Is Federal Post the entity or is it a person, or a group in Swiss government seeking to take authority over information?

Calwestjobs•1h ago
Small logical question - How can proton deliver mail to you if it does not save anything ?
LexiMax•19m ago
To me the value prospect of Proton falls down even before that - how can e-mail ever be a secure medium of communication if only one side of the conversation is secure, given how ubiquitous Google and Outlook are in the space?
cfn•9m ago
The contents of the emails are encrypted so you have a normal login plus a key to unencrypt your email locally. They save your encrypted email conyents and your login but not the key and they also don't log your access (I'm assuming here from reading the article).
croemer•52m ago
Title needs a dash after Google, otherwise it reads weirdly
mystraline•9m ago
A few months back, I had Proton subscription for a few years.
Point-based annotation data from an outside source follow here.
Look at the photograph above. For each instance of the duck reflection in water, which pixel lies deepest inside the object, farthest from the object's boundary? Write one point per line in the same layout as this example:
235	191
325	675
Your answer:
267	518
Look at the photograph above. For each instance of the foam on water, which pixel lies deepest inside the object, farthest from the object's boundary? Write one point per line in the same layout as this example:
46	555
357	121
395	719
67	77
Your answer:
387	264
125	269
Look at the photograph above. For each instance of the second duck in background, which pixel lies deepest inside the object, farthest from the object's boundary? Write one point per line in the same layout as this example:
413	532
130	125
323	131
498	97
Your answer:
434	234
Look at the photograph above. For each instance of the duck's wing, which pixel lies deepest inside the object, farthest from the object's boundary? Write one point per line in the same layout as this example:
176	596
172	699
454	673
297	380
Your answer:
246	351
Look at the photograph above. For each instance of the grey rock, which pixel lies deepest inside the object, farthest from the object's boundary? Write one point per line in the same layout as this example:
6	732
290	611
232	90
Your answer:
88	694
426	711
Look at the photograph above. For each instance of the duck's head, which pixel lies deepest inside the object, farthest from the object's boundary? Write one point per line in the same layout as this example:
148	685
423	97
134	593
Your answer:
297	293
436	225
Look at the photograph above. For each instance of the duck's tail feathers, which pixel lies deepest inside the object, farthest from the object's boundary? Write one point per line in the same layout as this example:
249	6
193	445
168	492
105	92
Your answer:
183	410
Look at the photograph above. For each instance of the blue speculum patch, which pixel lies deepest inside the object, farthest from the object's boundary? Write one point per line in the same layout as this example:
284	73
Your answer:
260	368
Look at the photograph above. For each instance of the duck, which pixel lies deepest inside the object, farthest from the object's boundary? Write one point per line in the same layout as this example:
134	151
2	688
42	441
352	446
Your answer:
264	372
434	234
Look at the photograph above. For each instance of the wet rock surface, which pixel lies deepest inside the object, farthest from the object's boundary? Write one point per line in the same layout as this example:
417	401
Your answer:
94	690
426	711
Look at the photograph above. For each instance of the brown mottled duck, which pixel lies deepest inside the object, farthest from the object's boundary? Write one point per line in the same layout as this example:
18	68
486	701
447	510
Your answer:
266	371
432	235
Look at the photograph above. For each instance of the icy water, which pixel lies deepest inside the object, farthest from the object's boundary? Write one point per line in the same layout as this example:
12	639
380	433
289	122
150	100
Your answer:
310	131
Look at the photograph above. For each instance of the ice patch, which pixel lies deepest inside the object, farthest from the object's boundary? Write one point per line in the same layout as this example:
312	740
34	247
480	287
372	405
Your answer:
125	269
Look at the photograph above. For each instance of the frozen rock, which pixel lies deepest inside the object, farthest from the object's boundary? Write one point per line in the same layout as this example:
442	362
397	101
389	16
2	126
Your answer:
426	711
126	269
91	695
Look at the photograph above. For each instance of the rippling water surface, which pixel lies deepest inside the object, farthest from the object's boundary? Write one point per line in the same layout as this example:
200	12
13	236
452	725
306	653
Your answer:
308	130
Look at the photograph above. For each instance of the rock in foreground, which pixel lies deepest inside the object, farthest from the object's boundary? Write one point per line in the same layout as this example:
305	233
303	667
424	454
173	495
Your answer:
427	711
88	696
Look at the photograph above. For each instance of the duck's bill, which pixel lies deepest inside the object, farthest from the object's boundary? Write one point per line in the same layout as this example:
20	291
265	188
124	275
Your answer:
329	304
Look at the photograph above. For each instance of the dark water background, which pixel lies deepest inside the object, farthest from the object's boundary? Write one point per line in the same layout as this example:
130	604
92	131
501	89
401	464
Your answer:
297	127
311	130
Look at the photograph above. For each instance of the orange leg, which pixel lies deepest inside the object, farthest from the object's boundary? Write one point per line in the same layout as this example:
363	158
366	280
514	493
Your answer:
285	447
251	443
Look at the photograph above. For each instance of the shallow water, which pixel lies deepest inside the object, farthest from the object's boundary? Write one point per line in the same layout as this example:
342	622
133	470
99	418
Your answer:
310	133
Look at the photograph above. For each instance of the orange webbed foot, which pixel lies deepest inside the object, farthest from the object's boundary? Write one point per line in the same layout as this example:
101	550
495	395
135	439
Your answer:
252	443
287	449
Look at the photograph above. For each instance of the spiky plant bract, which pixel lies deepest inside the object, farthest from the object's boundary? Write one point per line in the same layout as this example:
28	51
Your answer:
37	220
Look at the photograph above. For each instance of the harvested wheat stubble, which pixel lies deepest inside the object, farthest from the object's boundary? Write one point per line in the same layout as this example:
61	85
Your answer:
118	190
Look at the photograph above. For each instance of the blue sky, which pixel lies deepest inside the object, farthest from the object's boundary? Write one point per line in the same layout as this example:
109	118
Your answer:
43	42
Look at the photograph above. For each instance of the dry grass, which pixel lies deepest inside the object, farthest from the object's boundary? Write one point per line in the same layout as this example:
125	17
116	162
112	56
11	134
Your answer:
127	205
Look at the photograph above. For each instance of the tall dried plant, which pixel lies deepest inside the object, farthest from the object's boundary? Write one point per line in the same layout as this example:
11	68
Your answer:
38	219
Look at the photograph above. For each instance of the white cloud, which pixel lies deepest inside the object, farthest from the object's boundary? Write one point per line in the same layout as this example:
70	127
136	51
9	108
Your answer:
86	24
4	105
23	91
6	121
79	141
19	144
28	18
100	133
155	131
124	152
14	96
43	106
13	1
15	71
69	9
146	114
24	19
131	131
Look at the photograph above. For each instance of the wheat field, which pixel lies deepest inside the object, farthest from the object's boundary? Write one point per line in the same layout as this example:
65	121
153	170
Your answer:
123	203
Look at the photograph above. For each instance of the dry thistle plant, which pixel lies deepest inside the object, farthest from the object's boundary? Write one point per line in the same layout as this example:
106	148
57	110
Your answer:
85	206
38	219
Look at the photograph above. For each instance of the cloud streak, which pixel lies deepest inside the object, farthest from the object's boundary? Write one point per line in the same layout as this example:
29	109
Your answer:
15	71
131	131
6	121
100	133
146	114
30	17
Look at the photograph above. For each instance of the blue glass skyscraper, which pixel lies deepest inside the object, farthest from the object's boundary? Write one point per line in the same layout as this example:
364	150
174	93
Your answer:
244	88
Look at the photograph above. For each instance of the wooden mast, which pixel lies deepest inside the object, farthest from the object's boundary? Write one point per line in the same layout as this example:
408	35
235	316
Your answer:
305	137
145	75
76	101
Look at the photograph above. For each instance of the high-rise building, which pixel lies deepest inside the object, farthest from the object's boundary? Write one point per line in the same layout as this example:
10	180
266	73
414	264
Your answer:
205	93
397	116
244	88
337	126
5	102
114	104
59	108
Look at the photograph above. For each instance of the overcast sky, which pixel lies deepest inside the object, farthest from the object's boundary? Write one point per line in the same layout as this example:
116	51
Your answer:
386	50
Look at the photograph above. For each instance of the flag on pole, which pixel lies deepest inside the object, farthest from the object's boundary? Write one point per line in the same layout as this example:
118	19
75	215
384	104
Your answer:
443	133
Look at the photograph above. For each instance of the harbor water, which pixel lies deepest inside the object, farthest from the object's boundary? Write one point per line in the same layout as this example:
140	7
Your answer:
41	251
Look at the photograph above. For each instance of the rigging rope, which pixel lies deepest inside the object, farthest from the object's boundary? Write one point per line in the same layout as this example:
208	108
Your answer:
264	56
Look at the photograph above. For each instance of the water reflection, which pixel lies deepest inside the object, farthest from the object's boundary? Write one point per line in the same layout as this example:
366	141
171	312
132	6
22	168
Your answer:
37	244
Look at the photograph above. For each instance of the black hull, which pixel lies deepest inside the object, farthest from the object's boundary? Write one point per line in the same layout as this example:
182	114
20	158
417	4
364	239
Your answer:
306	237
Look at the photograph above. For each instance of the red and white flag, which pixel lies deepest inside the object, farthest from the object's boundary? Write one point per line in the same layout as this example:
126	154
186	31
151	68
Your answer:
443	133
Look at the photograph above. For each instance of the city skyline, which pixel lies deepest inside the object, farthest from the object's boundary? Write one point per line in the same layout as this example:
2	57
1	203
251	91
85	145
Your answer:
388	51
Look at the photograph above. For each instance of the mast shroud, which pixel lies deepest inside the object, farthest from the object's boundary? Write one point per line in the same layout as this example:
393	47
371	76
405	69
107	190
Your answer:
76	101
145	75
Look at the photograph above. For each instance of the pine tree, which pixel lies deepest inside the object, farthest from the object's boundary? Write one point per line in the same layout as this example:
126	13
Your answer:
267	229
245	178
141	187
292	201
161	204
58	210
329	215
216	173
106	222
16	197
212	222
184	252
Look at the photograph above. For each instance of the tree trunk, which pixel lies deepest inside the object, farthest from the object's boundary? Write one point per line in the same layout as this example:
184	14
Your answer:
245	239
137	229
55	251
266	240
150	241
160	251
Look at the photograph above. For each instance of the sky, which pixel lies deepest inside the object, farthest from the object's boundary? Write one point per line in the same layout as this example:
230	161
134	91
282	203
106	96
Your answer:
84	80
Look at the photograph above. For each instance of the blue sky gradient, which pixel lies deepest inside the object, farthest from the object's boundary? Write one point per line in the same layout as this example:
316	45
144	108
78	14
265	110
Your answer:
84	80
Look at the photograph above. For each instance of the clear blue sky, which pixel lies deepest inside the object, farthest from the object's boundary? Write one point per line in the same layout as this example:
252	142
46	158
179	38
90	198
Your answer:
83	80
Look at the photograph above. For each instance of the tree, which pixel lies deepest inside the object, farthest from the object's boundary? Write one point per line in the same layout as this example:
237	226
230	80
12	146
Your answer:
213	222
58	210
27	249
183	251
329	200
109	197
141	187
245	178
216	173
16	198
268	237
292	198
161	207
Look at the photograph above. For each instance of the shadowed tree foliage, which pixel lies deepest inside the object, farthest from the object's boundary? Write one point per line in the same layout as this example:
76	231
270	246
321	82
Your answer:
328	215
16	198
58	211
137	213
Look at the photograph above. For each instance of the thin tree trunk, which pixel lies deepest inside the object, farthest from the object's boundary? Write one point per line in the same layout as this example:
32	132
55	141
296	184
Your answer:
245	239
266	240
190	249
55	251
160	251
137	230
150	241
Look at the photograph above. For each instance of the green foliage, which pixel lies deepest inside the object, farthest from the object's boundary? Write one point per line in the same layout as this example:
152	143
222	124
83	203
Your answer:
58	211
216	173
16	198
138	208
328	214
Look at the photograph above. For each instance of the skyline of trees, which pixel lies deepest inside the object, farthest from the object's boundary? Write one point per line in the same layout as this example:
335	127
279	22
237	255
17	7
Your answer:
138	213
I didn't realize just how batshit crazy their CEO was, and how potentially unsafe I was wrt to this administration.

https://www.reddit.com/r/Anarchism/comments/1id5v21/does_pro...

Long story short, the CEO has publicly backed Trump, Vance, and other officials in this new regime.

For starters, they are Swiss nationals; they should be steering clear of advocating for US politicians, let alone fascist adjacent politicians.

How safe is my data for real? If I help someone with trans-affirming health or abortion help, will I be outed by Proton? That's the kind of questions I absolutely must ask after declarations from their CEO.

Or put more plainly, I switched to another VPN provider and killed my subscription after the comments were made public. I simply do not trust this company to shield me and my data as they claim they would. Maybe its overblown, but reputation is a big thing with a 'privacy affiliated systems network'. And their CEO burnt it.